There must have been color, she realized, years later; it wasn't as though she was living in one of those old movies or something. And yet, she couldn't recall ever being able to grasp anything but ugly, overwhelming gray. The pink clothes she always wore, the purple wallpaper draped across her bedroom, the blue blankets quietly waiting on her bed - it tainted it all; made even the most necessary of comforts feel cold, hollow.

Three years old, and her world was already falling apart.

She remembers walking to preschool alone that day - raining the rain is cold my pants there's mud on my clothes what if they don't let me in I'm dirty - standing on the street corner between rows of unfamiliar faces, shivering as the wind hissed along her face - everyone's else Mommies and Daddies take them to preschool why don't they bring me why do they like Olga more than me - looking out into the world, seeing endless gray, gray, gray, hot tears bubbling in the back of her head - I'm all by myself why does no one see me why is everything so dark why why why...

And suddenly, amidst all of her jumbled thoughts - the rain stopped.

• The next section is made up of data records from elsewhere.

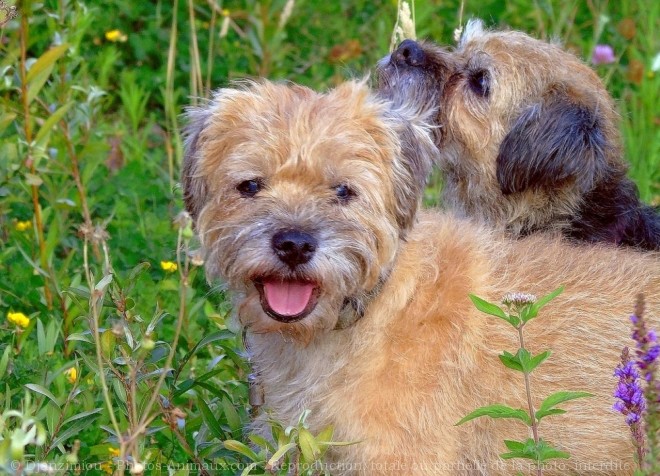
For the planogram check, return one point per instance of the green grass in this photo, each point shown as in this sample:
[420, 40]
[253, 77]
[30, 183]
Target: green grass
[90, 150]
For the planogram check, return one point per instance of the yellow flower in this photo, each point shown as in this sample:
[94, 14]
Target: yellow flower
[23, 225]
[71, 375]
[115, 35]
[168, 266]
[18, 318]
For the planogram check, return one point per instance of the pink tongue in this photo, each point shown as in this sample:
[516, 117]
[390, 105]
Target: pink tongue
[288, 298]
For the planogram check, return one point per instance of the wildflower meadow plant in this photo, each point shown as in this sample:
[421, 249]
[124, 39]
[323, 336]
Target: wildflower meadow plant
[520, 308]
[638, 392]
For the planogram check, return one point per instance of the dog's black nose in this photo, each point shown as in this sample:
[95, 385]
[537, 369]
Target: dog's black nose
[294, 247]
[409, 53]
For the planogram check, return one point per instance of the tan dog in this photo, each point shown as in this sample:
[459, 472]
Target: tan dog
[357, 306]
[528, 136]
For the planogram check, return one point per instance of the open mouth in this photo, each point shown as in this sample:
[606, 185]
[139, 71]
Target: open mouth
[287, 300]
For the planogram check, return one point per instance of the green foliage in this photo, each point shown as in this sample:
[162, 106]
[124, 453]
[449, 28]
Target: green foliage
[291, 447]
[521, 309]
[90, 148]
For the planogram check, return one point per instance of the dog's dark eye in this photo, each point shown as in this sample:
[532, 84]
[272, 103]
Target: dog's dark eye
[249, 188]
[344, 192]
[479, 82]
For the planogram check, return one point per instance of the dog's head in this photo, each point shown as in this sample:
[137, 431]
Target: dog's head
[300, 199]
[515, 114]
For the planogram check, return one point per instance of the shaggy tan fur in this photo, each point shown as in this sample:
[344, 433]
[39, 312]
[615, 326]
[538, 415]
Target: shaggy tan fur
[421, 357]
[527, 135]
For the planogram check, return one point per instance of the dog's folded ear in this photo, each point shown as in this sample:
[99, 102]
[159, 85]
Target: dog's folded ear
[553, 142]
[194, 187]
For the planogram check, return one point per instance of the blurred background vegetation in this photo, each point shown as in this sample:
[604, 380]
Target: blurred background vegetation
[100, 289]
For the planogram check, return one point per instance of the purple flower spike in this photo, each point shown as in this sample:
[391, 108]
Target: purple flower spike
[603, 54]
[631, 402]
[648, 349]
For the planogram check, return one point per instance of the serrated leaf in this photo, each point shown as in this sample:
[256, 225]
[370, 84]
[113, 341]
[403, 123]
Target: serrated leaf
[557, 398]
[41, 390]
[533, 310]
[308, 447]
[491, 309]
[210, 419]
[238, 447]
[497, 411]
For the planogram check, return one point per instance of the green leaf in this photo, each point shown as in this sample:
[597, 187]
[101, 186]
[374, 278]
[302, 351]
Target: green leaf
[261, 442]
[532, 310]
[233, 419]
[103, 284]
[4, 361]
[520, 449]
[78, 416]
[308, 447]
[41, 69]
[510, 361]
[491, 309]
[41, 390]
[553, 411]
[135, 274]
[72, 431]
[45, 61]
[278, 455]
[498, 411]
[547, 406]
[513, 445]
[220, 335]
[210, 419]
[80, 336]
[249, 468]
[546, 452]
[238, 447]
[42, 137]
[6, 119]
[538, 360]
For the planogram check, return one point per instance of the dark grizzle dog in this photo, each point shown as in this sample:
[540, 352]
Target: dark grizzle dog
[527, 135]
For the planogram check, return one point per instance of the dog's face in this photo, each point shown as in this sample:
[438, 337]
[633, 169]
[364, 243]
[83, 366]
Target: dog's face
[300, 198]
[515, 114]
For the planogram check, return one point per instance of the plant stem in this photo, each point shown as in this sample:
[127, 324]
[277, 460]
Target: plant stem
[183, 292]
[528, 389]
[93, 301]
[27, 127]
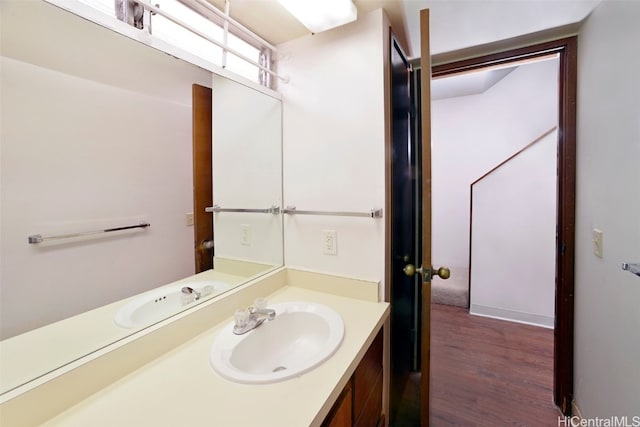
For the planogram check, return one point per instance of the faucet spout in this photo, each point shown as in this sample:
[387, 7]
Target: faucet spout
[190, 291]
[250, 318]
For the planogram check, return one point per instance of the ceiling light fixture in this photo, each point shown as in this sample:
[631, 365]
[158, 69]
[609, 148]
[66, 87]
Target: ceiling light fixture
[321, 15]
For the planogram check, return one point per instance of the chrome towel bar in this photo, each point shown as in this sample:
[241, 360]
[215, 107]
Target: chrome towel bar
[631, 268]
[37, 238]
[373, 213]
[216, 208]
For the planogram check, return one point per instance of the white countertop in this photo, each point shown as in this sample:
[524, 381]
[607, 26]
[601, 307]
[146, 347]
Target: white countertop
[181, 389]
[37, 352]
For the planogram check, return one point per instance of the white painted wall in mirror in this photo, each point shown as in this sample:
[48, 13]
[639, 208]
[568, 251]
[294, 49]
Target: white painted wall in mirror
[247, 172]
[334, 145]
[86, 144]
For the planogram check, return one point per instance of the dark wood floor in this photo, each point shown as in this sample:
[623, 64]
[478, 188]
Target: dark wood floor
[486, 372]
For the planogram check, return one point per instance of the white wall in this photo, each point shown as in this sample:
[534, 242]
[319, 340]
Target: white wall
[514, 237]
[247, 172]
[99, 140]
[471, 135]
[607, 317]
[333, 144]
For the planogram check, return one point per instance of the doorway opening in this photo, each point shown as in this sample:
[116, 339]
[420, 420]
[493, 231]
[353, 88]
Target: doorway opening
[565, 232]
[566, 49]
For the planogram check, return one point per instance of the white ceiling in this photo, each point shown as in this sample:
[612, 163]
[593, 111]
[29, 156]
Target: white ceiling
[455, 24]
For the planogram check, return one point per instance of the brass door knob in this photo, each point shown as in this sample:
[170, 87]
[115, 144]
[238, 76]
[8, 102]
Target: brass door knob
[443, 272]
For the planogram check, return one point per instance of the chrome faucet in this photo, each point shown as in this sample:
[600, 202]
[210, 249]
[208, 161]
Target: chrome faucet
[188, 290]
[247, 319]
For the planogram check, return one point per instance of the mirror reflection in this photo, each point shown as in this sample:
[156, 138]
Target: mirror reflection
[97, 135]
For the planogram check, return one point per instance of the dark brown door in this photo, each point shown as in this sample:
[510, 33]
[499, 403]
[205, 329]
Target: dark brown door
[410, 293]
[202, 177]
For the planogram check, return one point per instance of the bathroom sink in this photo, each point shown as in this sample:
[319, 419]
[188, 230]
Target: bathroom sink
[302, 336]
[158, 304]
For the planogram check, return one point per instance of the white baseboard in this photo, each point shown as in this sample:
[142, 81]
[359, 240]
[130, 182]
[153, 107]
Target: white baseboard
[512, 316]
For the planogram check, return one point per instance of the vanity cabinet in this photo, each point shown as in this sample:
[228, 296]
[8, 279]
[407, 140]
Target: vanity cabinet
[360, 403]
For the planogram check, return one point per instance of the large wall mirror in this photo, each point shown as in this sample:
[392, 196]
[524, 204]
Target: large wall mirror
[96, 134]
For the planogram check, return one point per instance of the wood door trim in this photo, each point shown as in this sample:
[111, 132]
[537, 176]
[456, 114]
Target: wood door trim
[425, 126]
[567, 48]
[202, 175]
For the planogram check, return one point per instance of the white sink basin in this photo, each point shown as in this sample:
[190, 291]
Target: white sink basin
[302, 335]
[158, 304]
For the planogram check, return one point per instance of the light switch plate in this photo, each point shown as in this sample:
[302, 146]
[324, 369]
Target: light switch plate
[329, 242]
[245, 235]
[597, 243]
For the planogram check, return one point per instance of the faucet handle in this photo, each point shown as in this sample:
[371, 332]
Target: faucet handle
[260, 303]
[241, 317]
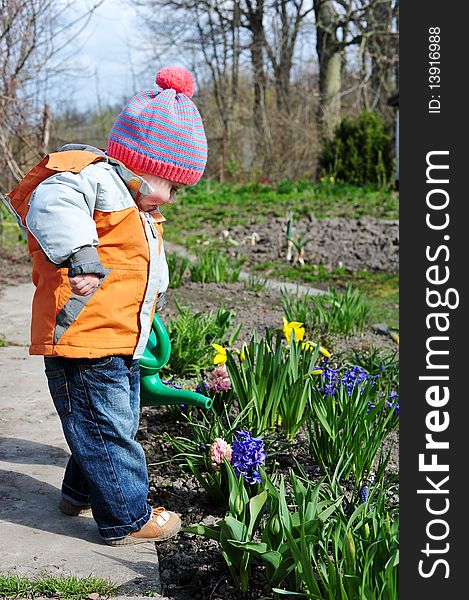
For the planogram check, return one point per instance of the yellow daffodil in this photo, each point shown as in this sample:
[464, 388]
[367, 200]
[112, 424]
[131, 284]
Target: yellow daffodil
[295, 327]
[220, 356]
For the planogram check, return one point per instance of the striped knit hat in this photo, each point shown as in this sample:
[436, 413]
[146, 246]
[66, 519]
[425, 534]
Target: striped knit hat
[161, 131]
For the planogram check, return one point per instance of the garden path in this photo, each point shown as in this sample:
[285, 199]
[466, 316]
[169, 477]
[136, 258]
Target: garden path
[36, 538]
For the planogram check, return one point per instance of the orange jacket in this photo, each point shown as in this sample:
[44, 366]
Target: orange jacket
[79, 211]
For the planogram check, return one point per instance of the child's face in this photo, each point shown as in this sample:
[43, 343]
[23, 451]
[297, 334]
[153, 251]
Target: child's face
[164, 191]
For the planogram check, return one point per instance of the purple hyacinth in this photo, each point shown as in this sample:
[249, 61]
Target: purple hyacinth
[364, 494]
[357, 377]
[331, 381]
[248, 454]
[395, 404]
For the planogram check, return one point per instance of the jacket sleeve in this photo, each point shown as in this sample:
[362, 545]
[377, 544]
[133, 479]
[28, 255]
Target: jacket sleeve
[60, 217]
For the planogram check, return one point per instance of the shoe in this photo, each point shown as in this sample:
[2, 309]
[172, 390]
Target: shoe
[164, 524]
[71, 509]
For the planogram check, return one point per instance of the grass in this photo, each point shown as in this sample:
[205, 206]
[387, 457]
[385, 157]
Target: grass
[380, 289]
[67, 587]
[211, 204]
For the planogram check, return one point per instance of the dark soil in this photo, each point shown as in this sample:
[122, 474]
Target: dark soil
[353, 244]
[192, 567]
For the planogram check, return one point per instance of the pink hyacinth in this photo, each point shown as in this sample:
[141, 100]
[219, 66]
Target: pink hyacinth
[218, 380]
[219, 450]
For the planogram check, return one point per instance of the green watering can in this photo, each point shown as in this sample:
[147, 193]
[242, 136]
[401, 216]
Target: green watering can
[153, 392]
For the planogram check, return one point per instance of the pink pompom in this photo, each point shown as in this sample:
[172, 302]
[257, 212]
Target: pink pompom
[176, 78]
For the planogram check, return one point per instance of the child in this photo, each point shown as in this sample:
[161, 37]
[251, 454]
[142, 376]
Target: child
[95, 237]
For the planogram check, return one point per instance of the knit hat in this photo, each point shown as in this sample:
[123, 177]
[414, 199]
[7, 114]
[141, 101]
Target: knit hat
[161, 132]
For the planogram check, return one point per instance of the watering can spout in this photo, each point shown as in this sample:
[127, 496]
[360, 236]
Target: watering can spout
[153, 392]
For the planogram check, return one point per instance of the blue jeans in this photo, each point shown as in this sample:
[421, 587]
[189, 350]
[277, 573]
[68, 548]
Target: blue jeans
[98, 402]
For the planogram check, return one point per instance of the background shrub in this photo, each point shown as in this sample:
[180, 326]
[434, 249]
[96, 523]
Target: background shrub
[360, 152]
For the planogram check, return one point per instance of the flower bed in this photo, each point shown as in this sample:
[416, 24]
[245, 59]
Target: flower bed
[249, 482]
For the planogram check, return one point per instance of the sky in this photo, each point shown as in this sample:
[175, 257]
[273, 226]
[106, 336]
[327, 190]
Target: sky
[108, 62]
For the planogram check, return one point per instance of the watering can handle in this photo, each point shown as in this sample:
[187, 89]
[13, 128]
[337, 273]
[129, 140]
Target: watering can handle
[158, 348]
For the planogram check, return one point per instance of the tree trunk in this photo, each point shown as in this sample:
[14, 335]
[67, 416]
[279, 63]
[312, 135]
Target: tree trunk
[330, 67]
[382, 49]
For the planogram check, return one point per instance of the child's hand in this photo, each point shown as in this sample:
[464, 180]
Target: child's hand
[84, 285]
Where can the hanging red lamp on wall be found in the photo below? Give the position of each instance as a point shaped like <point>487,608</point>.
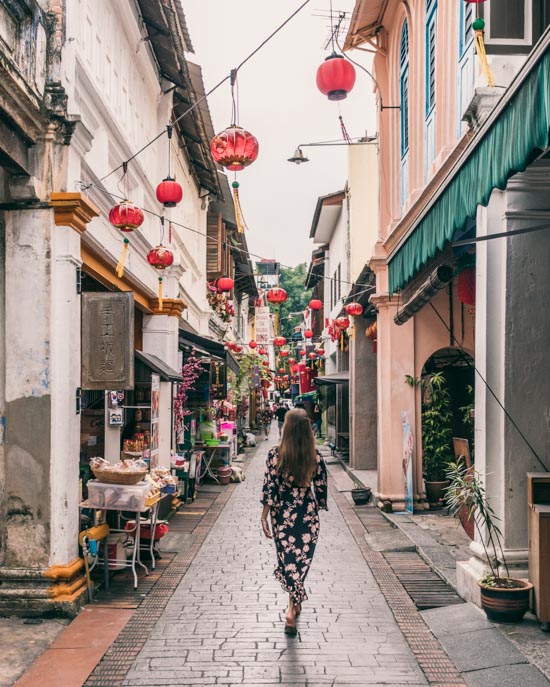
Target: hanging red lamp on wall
<point>234,148</point>
<point>335,77</point>
<point>354,309</point>
<point>224,284</point>
<point>160,258</point>
<point>125,216</point>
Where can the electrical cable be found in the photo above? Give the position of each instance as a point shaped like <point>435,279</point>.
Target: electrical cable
<point>87,185</point>
<point>490,390</point>
<point>206,95</point>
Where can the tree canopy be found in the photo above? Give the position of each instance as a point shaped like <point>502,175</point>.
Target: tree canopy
<point>292,280</point>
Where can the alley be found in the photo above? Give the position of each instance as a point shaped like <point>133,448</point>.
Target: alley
<point>224,624</point>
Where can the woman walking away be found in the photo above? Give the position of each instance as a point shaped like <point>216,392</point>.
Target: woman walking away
<point>294,490</point>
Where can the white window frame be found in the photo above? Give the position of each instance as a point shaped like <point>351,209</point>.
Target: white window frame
<point>528,23</point>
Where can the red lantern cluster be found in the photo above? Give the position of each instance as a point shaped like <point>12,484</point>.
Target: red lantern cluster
<point>126,216</point>
<point>234,148</point>
<point>277,295</point>
<point>336,77</point>
<point>169,192</point>
<point>354,309</point>
<point>224,284</point>
<point>160,257</point>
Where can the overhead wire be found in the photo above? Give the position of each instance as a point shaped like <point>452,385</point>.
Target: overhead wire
<point>229,76</point>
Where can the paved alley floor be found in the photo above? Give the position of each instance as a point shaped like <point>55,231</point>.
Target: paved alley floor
<point>224,623</point>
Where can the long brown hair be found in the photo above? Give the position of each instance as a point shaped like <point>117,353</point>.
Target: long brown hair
<point>297,456</point>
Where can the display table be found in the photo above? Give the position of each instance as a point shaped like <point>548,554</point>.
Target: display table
<point>150,511</point>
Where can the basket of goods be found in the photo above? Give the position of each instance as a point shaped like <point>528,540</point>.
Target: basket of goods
<point>124,472</point>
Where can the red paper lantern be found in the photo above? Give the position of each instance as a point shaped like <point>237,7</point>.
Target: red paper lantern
<point>335,77</point>
<point>342,322</point>
<point>467,286</point>
<point>126,216</point>
<point>315,304</point>
<point>169,192</point>
<point>234,148</point>
<point>277,295</point>
<point>224,284</point>
<point>160,257</point>
<point>354,309</point>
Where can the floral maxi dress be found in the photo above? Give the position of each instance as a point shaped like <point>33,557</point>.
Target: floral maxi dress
<point>295,522</point>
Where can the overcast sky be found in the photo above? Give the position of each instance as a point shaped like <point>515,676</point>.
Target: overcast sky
<point>281,106</point>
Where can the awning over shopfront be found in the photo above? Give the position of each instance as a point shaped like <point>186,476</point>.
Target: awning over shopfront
<point>336,378</point>
<point>516,132</point>
<point>158,366</point>
<point>213,348</point>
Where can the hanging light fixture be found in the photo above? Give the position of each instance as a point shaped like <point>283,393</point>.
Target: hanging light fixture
<point>335,77</point>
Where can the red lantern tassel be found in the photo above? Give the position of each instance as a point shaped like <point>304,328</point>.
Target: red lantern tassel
<point>160,293</point>
<point>122,259</point>
<point>241,224</point>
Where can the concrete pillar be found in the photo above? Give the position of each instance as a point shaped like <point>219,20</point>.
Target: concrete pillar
<point>160,337</point>
<point>40,568</point>
<point>363,401</point>
<point>512,336</point>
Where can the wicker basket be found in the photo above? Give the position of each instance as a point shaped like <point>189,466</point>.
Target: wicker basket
<point>112,477</point>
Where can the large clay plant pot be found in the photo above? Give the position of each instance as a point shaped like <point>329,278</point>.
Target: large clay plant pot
<point>506,605</point>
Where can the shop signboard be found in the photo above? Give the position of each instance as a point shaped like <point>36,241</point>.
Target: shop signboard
<point>155,403</point>
<point>107,341</point>
<point>262,325</point>
<point>218,381</point>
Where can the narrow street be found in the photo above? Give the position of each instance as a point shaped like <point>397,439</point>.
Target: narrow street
<point>224,624</point>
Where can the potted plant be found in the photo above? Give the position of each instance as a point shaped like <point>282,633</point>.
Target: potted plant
<point>360,494</point>
<point>503,598</point>
<point>436,436</point>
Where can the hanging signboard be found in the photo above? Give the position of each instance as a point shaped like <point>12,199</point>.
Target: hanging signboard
<point>107,341</point>
<point>262,325</point>
<point>218,381</point>
<point>408,446</point>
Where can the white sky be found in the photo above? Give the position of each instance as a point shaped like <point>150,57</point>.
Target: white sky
<point>281,106</point>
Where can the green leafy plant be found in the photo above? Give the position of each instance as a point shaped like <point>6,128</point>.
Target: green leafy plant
<point>466,492</point>
<point>436,428</point>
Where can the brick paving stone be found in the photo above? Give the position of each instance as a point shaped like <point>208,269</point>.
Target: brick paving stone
<point>224,622</point>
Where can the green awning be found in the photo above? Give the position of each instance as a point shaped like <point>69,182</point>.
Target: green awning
<point>518,134</point>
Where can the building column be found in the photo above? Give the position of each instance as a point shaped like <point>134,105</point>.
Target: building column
<point>363,401</point>
<point>160,337</point>
<point>40,570</point>
<point>512,336</point>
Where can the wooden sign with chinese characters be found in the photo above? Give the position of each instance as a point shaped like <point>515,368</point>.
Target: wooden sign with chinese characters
<point>108,340</point>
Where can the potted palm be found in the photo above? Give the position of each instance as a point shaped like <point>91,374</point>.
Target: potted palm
<point>436,436</point>
<point>503,598</point>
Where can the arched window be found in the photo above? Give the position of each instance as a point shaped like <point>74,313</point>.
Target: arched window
<point>430,94</point>
<point>404,100</point>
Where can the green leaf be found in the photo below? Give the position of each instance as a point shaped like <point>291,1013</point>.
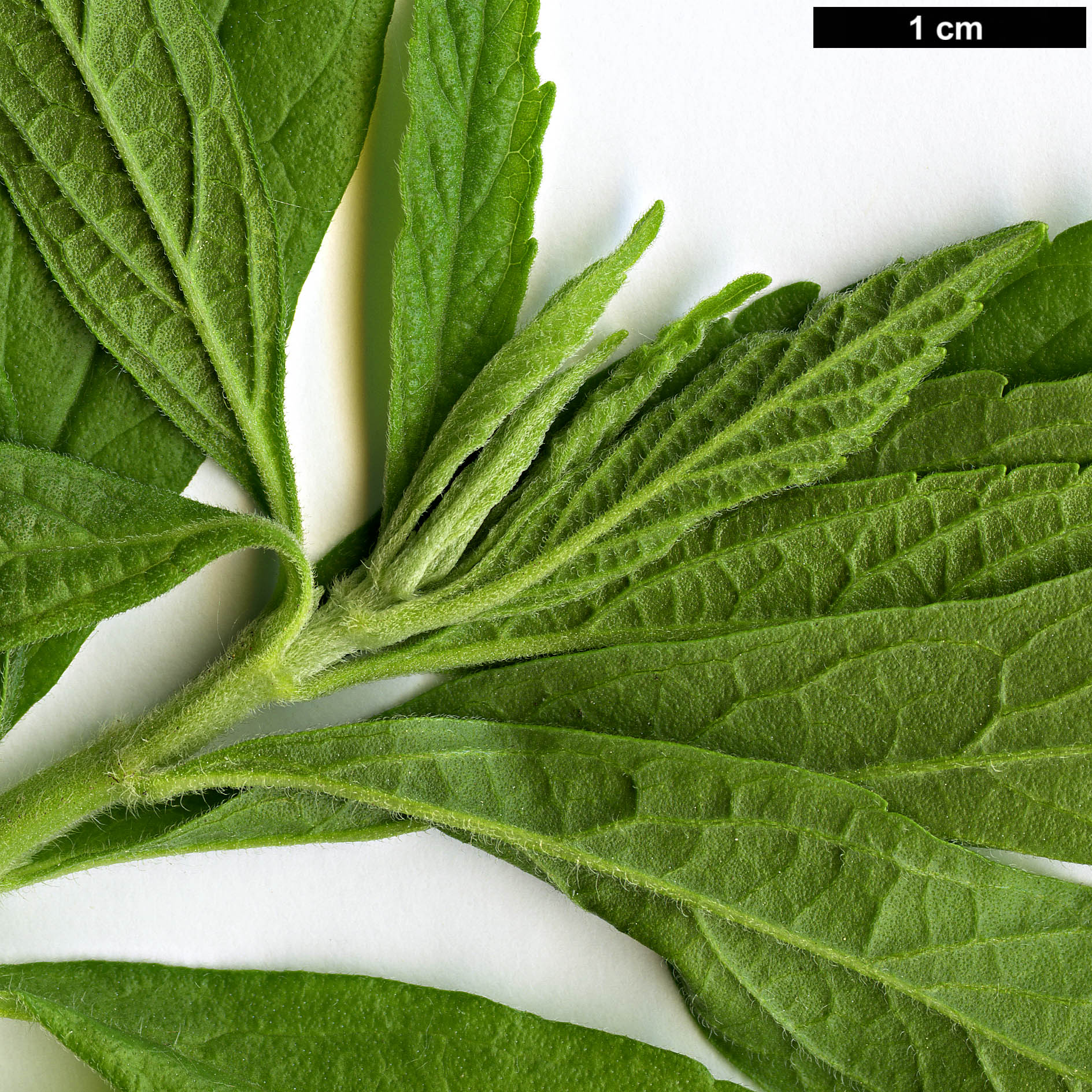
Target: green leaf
<point>143,1026</point>
<point>775,411</point>
<point>969,421</point>
<point>784,308</point>
<point>437,546</point>
<point>200,823</point>
<point>1039,324</point>
<point>762,856</point>
<point>79,544</point>
<point>470,169</point>
<point>59,391</point>
<point>161,235</point>
<point>828,550</point>
<point>519,368</point>
<point>45,664</point>
<point>970,718</point>
<point>308,98</point>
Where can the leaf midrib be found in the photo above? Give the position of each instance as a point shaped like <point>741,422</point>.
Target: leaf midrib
<point>240,401</point>
<point>676,894</point>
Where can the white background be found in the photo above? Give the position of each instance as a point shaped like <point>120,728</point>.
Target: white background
<point>770,157</point>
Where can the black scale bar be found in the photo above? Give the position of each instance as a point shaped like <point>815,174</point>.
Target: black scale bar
<point>949,28</point>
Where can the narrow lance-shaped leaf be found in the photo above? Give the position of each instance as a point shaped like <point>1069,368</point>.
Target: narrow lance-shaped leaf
<point>59,391</point>
<point>470,171</point>
<point>308,98</point>
<point>620,394</point>
<point>143,1026</point>
<point>430,555</point>
<point>79,544</point>
<point>778,412</point>
<point>436,547</point>
<point>970,718</point>
<point>161,235</point>
<point>762,852</point>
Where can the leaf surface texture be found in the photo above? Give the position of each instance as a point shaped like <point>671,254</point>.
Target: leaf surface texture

She looked up, and her eyes drowned in yellow; a beautiful, bright yellow that almost seemed to fill her up inside.

Color.

He smiled.

Hi, he said, and she almost turned to see if there was someone behind her. No one answered; no one came up beside her. The sidewalk was empty. He was talking to her.

Nice bow.

Huh? It was the only word she could think of.

I like your bow, because it's pink like your pants.

He walked to the door, and she stood there, wide eyes following him; rain soft on her back. A damp hand tentatively reached up to touch her mud-splattered bow. It was pink, she realized - such a pretty, bright color - and her pants - yes, they were pink too, so strong that it stood out amidst all the streaks of mud - how had she never noticed before? - and for a moment, she wondered what happened to all the gray, what changed. She came up to the door, placed her hands on the glass; she still saw the boy, hanging up his raincoat; a sunny yellow, like his hair. Not gray. Yellow. Yellow.

Her world flooded with color, and she didn't know how she had ever lived without him.